REC: Philos 101, 213, or 214
Spring Even.

PHILOS 478. Honors in the Major. 3 Credits.

P: min 3.50 all cses req for major and min gpa 3.75 all UL cses req for major.
Fall and Spring.

PHILOS 497. Internship. 1-12 Credits.

Supervised practical experience in an organization or activity appropriate to a student's career and educational interests.

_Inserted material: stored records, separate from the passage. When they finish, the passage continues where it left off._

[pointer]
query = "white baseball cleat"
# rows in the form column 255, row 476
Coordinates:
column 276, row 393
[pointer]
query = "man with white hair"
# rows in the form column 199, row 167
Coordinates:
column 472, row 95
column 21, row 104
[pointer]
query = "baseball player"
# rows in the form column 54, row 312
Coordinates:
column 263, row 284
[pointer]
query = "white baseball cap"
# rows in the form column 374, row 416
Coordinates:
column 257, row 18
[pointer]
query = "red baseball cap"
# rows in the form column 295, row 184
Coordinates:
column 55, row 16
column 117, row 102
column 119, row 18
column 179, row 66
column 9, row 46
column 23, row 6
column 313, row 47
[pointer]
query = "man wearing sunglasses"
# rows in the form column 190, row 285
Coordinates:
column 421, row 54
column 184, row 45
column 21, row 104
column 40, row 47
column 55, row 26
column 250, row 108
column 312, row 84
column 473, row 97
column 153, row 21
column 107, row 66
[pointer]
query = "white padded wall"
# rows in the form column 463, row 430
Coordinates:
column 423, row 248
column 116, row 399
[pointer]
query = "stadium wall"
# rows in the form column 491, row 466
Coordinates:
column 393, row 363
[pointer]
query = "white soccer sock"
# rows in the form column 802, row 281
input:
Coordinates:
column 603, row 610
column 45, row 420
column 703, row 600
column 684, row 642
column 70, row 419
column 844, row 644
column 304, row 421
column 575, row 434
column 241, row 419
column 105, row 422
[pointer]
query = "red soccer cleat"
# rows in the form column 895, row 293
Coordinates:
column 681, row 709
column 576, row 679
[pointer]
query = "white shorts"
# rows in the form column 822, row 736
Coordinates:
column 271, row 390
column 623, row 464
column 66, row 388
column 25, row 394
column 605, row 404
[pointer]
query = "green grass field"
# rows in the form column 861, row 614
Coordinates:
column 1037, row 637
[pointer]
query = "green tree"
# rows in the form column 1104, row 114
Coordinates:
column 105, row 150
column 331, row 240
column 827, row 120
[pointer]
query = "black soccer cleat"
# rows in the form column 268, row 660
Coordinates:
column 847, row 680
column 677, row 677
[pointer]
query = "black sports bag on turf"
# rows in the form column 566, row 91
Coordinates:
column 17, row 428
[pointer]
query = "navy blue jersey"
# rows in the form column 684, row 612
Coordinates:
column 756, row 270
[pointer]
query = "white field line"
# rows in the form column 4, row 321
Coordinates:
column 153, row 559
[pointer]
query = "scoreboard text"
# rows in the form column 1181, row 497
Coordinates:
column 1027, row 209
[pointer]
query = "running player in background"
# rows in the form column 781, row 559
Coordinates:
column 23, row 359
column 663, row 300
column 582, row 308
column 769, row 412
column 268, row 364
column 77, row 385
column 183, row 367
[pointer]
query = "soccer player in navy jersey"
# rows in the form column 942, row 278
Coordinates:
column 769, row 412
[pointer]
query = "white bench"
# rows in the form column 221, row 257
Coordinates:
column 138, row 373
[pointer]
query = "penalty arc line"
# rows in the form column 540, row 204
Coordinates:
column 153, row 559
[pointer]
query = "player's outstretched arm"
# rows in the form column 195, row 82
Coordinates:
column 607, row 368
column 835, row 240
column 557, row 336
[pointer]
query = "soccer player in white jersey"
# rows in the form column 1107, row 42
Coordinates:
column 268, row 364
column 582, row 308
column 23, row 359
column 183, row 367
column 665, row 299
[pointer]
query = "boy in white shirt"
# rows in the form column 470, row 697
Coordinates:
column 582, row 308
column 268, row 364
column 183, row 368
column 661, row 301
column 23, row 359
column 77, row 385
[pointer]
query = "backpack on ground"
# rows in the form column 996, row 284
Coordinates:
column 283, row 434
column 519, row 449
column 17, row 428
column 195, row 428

Internships are supervised by faculty members and require periodic student/faculty meetings.
P: jr st.
Fall and Spring.

PHILOS 498. Independent Study. 1-4 Credits.

Independent study is offered on an individual basis at the student's request and consists of a program of learning activities planned in consultation with a faculty member. A student wishing to study or conduct research in an area not represented in available scheduled courses should develop a preliminary proposal and seek the sponsorship of a faculty member. The student's advisor can direct him or her to instructors with appropriate interests. A written report or equivalent is required for evaluation, and a short title describing the program must be sent early inthe semester to the registrar for entry on the student's transcript.
P: fr or so st with cum gpa > or = 2.50; or jr or sr st with cum gpa > or = 2.00.
Fall and Spring.

PHILOS 499. Travel Course. 1-6 Credits.

Travel courses are conducted to various parts of the world and are led by one or more faculty members. May be repeated to different locations.
P: cons of instr & prior trip arr & financial deposit.